In this appeal, the Court considers whether the insurer on a car dealership’s auto insurance policy, referred to as a garage policy, can deny coverage for an entire class of permissive users of the dealership’s loaner vehicles notwithstanding the compulsory bodily injury liability coverage required for all vehicles owned or used by a dealership.

In September 2016, defendant Trend Motors, Ltd. (Trend), provided defendant Mary Aquilar with a loaner vehicle for her personal use while her vehicle was being serviced. Aquilar’s negligent operation of the loaner vehicle caused it to strike plaintiff Tyrone A. Huggins’s car. Huggins sustained serious injuries as a result. GEICO insured Aquilar through an automobile policy that provided liability coverage of $15,000 per person and $30,000 per incident, the minimum statutory limits. Trend held a garage policy with Federal Insurance Company (Federal) that insured Trend’s vehicles for up to $1,000,000 in liability coverage. The definition of an “insured” in Paragraph 3(a)(2)(d) of the Federal policy purports to extend liability coverage to Trend’s customers using Trend’s vehicles only if the customer lacks the minimum insurance required by law.

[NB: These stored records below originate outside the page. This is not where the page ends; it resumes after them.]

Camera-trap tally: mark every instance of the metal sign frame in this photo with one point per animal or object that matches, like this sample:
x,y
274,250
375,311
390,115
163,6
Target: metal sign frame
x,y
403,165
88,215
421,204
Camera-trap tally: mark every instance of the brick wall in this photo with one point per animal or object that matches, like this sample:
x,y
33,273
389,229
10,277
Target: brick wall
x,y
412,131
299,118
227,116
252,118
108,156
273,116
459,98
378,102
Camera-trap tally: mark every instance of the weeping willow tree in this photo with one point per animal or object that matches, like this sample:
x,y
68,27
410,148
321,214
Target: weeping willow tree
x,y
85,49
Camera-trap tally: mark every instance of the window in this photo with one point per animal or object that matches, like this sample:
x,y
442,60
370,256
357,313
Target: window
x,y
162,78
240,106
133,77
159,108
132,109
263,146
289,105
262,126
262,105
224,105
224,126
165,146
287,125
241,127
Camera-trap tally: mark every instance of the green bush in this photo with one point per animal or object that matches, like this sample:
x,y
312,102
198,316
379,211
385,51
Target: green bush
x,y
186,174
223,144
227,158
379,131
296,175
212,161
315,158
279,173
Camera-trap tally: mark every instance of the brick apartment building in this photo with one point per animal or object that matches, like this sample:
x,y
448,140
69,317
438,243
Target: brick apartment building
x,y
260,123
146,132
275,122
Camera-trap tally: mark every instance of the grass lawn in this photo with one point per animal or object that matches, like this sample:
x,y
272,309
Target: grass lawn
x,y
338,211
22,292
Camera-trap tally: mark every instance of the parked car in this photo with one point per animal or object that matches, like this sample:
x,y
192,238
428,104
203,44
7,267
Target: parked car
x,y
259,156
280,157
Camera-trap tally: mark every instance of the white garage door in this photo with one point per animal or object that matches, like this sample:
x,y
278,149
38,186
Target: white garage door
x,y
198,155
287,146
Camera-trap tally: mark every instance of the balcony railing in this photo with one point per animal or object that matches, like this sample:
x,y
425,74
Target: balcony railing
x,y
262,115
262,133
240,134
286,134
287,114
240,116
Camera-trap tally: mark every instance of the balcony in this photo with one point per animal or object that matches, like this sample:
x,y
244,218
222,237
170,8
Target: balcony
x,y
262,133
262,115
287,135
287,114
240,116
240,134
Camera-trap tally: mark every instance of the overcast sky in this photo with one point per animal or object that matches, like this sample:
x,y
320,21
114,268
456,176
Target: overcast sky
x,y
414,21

Huggins filed a complaint seeking compensation for the injuries and loss of income he suffered as a result of the accident. Federal disclaimed liability, arguing that Aquilar did not fit the policy’s definition of an insured because she held $15,000 in bodily injury coverage through GEICO. The trial court held that the Federal policy’s definition of an insured constituted an illegal escape clause and held Federal to the full policy limit of $1,000,000 in liability coverage.

The Appellate Division declined to review the trial court’s ruling. The Court granted Federal’s motion for leave to appeal. 242 N.J. 512 (2020).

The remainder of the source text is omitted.